En sortant je perçus cette odeur spécifique des bords de mer (comme l’odeur propre à chaque être humain lorsque l’on franchit le pas vers une certaine promiscuité), pas réellement des émanations d’iode, trop lourdes et capiteuses pour être appréciées par les gens de l’intérieur, mais plutôt une odeur de poussière-sable chaud-vignes folles-écume des flots. Elle revint à ma mémoire et m’ouvrit les perspectives d’un passé révolu, cris d’enfants, extase des rochers sous lesquels un malheureux crabe se réfugie « Il mord ? », disent-ils, en avançant la main sans jamais aller jusqu’au bout de leur geste. « Prenez-le, prenez-le ! » Alors vous vous lancez dans une entreprise difficile, prendre un crabe par le haut de sa coquille sans vous faire mordre par leurs pattes à pince très mobiles. « Oh, qu’il est beau, on l’emmène », vous disent-ils et vous devez le déposer dans le seau qu’ils ont rempli d’un peu d’eau avec une poigné de sable frais au fond pour lui faire un nid.

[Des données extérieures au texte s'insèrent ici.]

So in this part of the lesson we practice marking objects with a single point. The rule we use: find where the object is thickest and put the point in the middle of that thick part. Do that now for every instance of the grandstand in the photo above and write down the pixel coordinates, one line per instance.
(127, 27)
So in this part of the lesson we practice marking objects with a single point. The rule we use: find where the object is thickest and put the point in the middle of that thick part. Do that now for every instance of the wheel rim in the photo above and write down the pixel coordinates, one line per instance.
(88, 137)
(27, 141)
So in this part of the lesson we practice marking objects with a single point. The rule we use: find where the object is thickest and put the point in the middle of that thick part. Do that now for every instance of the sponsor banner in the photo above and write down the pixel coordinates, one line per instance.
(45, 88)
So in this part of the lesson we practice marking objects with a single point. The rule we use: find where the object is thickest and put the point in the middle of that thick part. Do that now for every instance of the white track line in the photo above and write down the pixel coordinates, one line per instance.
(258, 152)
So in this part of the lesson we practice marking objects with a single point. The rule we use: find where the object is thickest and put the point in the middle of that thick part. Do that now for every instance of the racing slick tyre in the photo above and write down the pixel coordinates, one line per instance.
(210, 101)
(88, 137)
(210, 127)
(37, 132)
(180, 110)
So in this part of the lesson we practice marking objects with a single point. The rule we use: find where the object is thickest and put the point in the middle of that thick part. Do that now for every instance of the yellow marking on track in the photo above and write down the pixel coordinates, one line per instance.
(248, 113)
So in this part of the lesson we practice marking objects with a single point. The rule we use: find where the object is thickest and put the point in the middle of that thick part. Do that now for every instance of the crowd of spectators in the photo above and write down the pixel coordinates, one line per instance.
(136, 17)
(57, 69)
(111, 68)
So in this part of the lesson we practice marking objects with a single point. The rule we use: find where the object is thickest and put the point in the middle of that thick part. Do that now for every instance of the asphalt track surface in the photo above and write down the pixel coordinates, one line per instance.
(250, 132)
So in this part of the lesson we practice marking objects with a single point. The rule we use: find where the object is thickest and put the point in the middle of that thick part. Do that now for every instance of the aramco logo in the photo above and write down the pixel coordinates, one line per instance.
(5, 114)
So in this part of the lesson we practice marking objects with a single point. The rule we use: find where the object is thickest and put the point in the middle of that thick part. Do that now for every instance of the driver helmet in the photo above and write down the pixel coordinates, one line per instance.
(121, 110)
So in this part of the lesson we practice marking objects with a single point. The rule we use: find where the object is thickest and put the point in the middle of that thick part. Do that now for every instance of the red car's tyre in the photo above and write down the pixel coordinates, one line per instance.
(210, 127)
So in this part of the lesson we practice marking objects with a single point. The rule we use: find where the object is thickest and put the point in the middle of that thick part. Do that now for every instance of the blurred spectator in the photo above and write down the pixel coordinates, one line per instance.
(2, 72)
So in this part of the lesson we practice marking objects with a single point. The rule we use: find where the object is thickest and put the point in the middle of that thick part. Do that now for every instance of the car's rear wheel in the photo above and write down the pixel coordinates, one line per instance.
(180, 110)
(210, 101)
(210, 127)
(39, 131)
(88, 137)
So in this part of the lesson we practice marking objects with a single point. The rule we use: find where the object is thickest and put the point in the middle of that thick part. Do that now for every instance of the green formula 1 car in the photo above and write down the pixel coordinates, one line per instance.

Assis dans le jardin, regardant les moutons courir dans le champ du ciel, rêvant sans bien savoir à quoi, simplement préoccupé de respirer cet air vivifiant et chargé de souvenirs, je vis deux tourterelles gris cendrés se poser à deux mètres de moi sur la pelouse, à un endroit où l’herbe manquait par l’usure des piétinements ou par absence de volonté. Elles étaient plus petites que les pigeons des villes, plus menues et fragiles, mais au caractère bien trempé, avançant fièrement et balançant leur cou à chaque pas comme pour approuver leur décision et montrer leur détermination. Dès qu’elles trouvaient une graine ou un petit caillou rond pour broyer celle-ci dans leur estomac, elles se penchaient avec élégance et les saisissaient d’un bec rapide comme une main hâtive s’empresse de saisir un objet convoité. « Comme il est curieux que ces oiseaux n’aient qu’une préoccupation : manger, manger encore, manger toujours ! », me dis-je, sachant que cette affirmation exagérée était quelque peu mensongère. « Ne sommes-nous finalement pas également dépendants de la nourriture, certes de façon moins prononcée, mais c’est un lent cheminement que celui de l’animal à l’homme, très certainement marqué par un certain détachement des besoins primaires du corps pour s’enquérir des questions de l’esprit. Oui, la spécificité de l’homme tient à ce détachement du nécessaire pour s’élever vers d’autres cieux ou d’autres préoccupations. » Et d’un battement d’ailes, les tourterelles prirent leur envol, brisant ces réflexions incongrues un premier matin dans l’île.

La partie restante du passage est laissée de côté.